E poi ci sono le ali, se Politano e Lozano svolgono ottimamente il compito storico, Kvara incarna “l’irrazionale baggesco”: cioè la capacità di andare sempre oltre l’oltre. Dove c’è un dribbling pazzesco ne arriverà un secondo, e dove sembra essere finita la fantasia, con un difensore che ne ha preso le misure, ecco l’irrazionale, e cioè l’improvviso calcistico che irrompe in area e segna persino. 

Senza gettare croci sul passato, senza far pesare le storie, è evidente che Kvara ha qualcosa da Gengis Khan, un cavalcare in cerca della frontiera, con una forza che è oltreuropea. Lo stesso discorso vale per Kim, è difficile trovare un adattamento così immediato con controllo del territorio, la Casa Bianca ne comprerebbe subito il brevetto, visto che dal Vietnam all’Afghanistan provano quello che al difensore sudcoreano è riuscito in due mesi. Su Raspadori – quello che sembrava venire in ultimo come il corvo di Calvino – ci sarebbe solo da intervistare Wayne Rooney, e poi Diego Simeone per suo figlio, due staffette: la prima senza legami di sangue. 

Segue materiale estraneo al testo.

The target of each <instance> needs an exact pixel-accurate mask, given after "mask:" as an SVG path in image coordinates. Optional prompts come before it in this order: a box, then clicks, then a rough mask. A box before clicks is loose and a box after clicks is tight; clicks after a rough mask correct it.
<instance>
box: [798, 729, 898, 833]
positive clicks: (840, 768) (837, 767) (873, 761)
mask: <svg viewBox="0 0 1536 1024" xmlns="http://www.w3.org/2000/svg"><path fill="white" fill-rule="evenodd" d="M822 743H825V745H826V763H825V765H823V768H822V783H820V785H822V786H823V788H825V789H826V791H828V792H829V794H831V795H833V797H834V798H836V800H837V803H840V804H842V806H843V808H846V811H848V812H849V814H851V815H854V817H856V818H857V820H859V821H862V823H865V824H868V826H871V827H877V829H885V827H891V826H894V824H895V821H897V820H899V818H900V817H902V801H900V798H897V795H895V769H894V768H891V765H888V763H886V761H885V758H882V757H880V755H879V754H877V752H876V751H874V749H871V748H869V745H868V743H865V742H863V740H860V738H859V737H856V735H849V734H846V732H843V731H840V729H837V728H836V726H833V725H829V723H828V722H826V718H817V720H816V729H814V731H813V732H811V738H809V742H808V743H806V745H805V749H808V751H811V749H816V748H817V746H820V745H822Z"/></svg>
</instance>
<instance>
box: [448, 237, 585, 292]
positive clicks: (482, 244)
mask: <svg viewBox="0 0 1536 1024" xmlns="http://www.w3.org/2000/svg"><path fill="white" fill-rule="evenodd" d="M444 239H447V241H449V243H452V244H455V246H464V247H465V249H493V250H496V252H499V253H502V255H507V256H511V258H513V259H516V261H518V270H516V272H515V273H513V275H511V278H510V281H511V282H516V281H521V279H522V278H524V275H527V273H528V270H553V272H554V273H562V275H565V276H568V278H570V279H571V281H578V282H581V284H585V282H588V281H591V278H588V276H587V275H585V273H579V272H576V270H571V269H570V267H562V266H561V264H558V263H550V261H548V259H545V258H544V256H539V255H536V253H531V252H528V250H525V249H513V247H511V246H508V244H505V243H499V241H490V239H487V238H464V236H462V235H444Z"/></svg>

Infine i tre colonizzatori del centrocampo: Lobotka, Anguissa, Zielinski, implacabili e geometrici, fisici e palleggianti, come se giocassero in Premier League e quindi nella vera Europa del calcio, che nemmeno la Brexit ha cancellato: cioè l’Inghilterra. È un Napoli dei nomi del domani, del futuro, dell’anno che verrà. Non ha i Messi, i Neymar né Mbappè e nemmeno palloni d’oro in pectore come Benzema, ma uno spirito alpino, da arrampicata, che lo rende sfacciato, come lo erano solo le squadre di Brian Clough. Viene da evocare il primo Barcellona di Pep Guardiola, ma senza tiki-taka e con più verticalità, quasi che il divertimento fosse nell’andare in porta e non nel tenere palla, in questa irruenza c’è l’unica vena di calcio italiano. Il resto è una squadra europea che non ha cancellato l’Est e che ha inglobato l’Africa, quasi una lezione politica. Quando tutto sembra perduto c’è Napoli, l’ultima speranza per l’umanità diceva Luciano De Crescenzo, la penultima per il calcio italiano.